Clinical pharmacokinetics of tramadol and main metabolites in horses undergoing orchiectomy

Background: Tramadol is a synthetic codeine analogue used as an analgesic in human and veterinary medicine. It is not approved for use in horses, but could represent a valid tool for pain treatment in this species.
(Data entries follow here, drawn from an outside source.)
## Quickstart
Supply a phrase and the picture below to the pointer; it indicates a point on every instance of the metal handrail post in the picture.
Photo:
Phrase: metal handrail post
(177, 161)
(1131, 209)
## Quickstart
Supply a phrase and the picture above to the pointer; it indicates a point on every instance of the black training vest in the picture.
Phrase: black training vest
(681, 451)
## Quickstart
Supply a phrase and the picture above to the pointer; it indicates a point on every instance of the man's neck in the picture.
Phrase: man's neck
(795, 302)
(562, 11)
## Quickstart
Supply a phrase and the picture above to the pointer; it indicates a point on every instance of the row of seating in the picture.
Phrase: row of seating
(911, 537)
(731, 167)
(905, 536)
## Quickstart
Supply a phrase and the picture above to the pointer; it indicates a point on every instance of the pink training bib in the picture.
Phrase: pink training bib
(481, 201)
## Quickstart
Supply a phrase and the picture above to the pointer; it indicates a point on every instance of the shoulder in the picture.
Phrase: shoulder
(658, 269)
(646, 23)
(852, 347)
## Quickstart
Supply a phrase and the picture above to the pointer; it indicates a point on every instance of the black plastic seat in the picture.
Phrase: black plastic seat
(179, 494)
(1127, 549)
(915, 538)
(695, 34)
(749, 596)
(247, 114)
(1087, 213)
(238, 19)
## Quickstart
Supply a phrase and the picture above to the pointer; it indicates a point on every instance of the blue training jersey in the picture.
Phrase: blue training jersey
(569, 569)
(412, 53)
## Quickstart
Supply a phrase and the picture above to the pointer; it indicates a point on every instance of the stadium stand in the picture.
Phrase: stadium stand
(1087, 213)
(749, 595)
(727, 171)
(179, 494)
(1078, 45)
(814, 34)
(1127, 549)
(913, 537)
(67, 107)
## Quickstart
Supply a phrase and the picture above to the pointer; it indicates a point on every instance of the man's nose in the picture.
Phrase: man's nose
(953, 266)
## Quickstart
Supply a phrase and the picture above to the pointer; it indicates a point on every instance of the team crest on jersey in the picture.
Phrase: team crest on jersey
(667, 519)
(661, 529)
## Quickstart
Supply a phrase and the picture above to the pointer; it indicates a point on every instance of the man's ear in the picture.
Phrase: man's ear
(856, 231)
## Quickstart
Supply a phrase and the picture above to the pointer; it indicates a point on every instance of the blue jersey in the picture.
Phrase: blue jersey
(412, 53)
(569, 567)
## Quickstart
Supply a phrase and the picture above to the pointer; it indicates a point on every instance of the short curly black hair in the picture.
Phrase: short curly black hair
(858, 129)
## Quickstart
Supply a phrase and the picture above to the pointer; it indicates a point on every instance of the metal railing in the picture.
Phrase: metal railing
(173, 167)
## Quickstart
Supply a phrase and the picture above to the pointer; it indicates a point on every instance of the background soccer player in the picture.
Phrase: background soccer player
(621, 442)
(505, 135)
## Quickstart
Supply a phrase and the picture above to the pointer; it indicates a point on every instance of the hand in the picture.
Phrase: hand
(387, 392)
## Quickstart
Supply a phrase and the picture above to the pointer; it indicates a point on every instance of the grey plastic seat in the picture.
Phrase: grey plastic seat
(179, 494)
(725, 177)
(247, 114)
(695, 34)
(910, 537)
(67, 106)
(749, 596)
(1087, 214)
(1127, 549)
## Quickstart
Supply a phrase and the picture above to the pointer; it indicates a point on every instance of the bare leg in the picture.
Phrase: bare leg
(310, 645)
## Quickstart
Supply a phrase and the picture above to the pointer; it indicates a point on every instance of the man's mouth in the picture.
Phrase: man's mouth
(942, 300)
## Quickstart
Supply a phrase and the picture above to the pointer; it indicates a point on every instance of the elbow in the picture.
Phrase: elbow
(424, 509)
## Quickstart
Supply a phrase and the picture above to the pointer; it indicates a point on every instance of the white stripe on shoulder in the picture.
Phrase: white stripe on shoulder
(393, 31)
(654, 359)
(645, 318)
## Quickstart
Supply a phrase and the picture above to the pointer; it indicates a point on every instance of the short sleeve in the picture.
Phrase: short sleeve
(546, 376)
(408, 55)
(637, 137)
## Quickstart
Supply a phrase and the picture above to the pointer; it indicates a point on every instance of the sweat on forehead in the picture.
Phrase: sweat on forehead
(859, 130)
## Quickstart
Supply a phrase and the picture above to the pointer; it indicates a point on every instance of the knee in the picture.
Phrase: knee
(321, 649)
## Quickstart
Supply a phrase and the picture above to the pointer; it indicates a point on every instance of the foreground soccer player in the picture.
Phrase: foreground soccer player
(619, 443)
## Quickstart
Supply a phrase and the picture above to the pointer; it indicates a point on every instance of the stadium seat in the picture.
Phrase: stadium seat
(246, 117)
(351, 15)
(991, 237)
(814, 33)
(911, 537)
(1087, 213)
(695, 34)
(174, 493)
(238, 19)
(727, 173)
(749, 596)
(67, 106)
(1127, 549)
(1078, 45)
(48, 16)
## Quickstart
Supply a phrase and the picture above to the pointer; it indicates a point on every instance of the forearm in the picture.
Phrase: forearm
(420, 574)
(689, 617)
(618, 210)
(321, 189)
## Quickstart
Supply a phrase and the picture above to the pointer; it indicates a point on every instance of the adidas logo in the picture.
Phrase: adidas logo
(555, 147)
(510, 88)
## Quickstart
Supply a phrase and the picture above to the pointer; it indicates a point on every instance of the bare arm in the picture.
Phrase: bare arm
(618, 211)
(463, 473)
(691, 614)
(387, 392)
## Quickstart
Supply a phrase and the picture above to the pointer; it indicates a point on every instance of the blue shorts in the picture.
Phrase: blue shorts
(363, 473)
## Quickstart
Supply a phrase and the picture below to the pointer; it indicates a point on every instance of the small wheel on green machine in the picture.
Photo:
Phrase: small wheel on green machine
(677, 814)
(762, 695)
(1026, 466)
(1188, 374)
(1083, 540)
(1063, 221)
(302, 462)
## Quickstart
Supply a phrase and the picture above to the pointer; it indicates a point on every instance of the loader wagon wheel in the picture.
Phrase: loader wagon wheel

Objectives: The serum pharmacokinetic profile and urinary excretion of tramadol and its metabolites (O-desmethyltramadol [M1], N-desmethyltramadol [M2] and N,O-desmethyltramadol [M5]) was investigated in a multidrug anaesthetic and analgesic approach for orchiectomy in horses. The evaluation of the degree of cardiovascular stability, the intraoperative effect and postoperative analgesia obtained by the visual analogue scale are also reported. Animal and methods: Tramadol (4 mg/kg BW) was administered intravenously to eight male yearlings as a bolus over 60 seconds, 5 min after intubation and 15 min prior to surgery. Drug quantification was performed in serum and urine for tramadol, M1, M2 and M5 by high-performance liquid chromatography with fluorimetric detection. Results: Mean tramadol concentration was 14.87 ± 11.14 μg/mL at 0.08 h, and 0.05 ± 0.06 μg/mL at 10 h. Serum concentrations of M1 and M2 metabolites were quite limited. For M1 and M2, median maximum concentration (Cmax) and time to achieve maximum concentration (Tmax) were 0.05 μg/mL and 0.75 h, and 0.08 μg/mL and 2 h, respectively; M5 was never detected. In urine, tramadol was the most recovered compound, followed by M1, M2 and M5. Conclusions and clinical relevance: Showing no adverse events and based on the kinetic behaviour, pre-operative tramadol IV at a dose of 4 mg/kg BW might be useful and safe as analgesic in horses undergoing surgery.